The wife's car needed cleaning so, being a lazy idle git on a warm dog-dangling day, I took it to one of those ARC chain carwashes. You know, the ones where they charge you between £3 and £6 for different scales of wash which I'm convinced are all the same except for the colour of goo that is sprayed on your car at the start
These things work by dragging your car (with you in it) through the wash by a conveyor chain into which you position one of your wheels. As I went through I wondered "how the heck does this thing work" ? There are several vehicles passing through at once, yet it knows what program each is on, and even seems to pause the conveyor at certain points to make sure those brushes really scrub the paintwork off properly. If its all done mechanically then it must be bloomin clever, but I suppose there some electronic gizmos hidden away somewhere.
Which got me thinking...isn't electronic engineering BORING?
Doing stuff mechanically is really clever, the pin setting machine on a 10-pin bowling alley uses a wickedly fiendish cam and follower device to position the arm which drops the pins into place in just the right position.
The Victorians didn't have electronics yet look at the stuff they managed to achieve, London even had its own ring-main water powered hydraulic system.
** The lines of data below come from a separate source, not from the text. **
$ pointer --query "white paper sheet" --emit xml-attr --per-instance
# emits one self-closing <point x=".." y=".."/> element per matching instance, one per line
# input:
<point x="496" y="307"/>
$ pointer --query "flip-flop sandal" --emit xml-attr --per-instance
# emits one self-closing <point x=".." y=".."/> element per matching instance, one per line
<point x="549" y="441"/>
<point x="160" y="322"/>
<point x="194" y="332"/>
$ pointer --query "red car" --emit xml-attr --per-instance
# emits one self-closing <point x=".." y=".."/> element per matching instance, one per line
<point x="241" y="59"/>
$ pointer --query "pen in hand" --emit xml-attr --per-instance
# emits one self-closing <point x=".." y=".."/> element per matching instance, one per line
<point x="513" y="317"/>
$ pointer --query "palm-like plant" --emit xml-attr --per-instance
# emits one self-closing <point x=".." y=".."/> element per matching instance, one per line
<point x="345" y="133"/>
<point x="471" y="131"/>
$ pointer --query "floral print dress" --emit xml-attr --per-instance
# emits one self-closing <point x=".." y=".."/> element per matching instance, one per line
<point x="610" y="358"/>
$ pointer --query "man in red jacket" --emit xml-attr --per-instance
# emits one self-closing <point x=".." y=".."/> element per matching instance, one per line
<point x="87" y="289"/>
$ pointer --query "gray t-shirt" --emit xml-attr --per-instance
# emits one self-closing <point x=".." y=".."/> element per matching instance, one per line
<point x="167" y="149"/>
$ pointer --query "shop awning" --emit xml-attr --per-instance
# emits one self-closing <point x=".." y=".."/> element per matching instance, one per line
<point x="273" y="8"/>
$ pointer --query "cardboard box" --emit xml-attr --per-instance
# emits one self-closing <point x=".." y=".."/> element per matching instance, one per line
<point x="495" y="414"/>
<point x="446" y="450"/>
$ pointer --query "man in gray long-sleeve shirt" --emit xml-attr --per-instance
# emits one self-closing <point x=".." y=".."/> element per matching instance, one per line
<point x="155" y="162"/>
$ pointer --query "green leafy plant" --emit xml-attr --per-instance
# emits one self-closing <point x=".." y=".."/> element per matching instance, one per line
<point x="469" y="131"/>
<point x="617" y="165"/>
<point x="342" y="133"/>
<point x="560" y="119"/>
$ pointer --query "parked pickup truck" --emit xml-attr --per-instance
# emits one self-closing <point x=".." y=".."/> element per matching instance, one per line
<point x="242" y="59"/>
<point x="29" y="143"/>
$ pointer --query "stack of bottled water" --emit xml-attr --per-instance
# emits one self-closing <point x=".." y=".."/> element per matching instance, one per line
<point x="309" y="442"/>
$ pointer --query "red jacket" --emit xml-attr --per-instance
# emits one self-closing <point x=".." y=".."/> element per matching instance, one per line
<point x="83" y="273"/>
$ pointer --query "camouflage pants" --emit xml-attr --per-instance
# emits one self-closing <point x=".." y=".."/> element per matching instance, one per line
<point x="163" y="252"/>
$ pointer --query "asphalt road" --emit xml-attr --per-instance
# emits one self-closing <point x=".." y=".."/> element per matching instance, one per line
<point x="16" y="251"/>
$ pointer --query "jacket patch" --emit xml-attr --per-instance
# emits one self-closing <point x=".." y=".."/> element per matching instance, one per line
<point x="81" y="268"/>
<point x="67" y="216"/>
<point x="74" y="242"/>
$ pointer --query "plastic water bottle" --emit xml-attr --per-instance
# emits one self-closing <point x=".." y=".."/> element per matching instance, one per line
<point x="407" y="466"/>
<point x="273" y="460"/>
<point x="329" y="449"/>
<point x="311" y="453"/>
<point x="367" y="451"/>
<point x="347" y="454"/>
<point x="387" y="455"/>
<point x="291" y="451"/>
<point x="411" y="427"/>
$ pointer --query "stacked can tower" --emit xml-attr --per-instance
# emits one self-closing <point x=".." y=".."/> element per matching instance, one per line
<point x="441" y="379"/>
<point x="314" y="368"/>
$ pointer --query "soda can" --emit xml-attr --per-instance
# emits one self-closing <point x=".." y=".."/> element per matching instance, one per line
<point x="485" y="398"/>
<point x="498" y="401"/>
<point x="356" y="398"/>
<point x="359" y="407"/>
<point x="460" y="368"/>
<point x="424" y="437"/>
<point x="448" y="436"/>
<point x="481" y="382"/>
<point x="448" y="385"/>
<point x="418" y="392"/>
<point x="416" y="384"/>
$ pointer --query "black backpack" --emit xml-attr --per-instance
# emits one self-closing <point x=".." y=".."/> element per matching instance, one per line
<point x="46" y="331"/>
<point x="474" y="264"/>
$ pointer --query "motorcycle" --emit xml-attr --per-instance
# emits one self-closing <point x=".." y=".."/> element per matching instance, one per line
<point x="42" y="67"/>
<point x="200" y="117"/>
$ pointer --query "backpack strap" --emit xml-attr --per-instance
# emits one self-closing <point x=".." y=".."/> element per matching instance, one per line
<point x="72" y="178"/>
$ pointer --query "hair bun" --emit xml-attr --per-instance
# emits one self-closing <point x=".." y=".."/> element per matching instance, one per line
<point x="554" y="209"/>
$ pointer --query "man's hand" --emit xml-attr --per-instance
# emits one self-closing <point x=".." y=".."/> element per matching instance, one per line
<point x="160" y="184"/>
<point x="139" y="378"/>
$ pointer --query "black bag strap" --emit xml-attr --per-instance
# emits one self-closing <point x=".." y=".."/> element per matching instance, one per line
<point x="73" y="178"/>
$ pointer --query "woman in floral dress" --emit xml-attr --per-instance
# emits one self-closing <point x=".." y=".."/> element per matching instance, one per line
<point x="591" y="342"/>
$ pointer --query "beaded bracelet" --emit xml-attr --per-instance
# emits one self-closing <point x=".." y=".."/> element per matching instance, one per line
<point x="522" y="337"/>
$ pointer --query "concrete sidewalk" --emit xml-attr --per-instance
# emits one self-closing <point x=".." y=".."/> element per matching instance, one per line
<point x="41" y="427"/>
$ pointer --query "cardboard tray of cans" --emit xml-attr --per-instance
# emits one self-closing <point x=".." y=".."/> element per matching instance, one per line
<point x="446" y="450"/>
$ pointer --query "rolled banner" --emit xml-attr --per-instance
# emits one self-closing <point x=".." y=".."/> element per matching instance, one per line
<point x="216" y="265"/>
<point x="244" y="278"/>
Now thats cool!
Older hydromechanical aircraft engine fuel control units were masterpieces of ingenuity. Springs, cams, bellows and servo pressures all controlled by precision crafted spill valves permit the device to cater for changes in aircraft speed, altitude, engine RPM, bleed air demand and more besides. They could even accomodate inputs which contradicted each other and still deliver the fuel to the engine in the right quantity. Setting these puppies up required a skilled technician making fine corrections to any one of up to 7 adjusters during an engine run lastuing up to two hours.
Modern systems are basically a tap connected to a computer which is clinically efficient, can handle inputs the hydromechanical devices can't and reduce the maintenace costs and time. But they are sooooo boring, a skilled thecnician becomes a black box swapper
So which are you prefer, mechanical or electrical/electronic and why?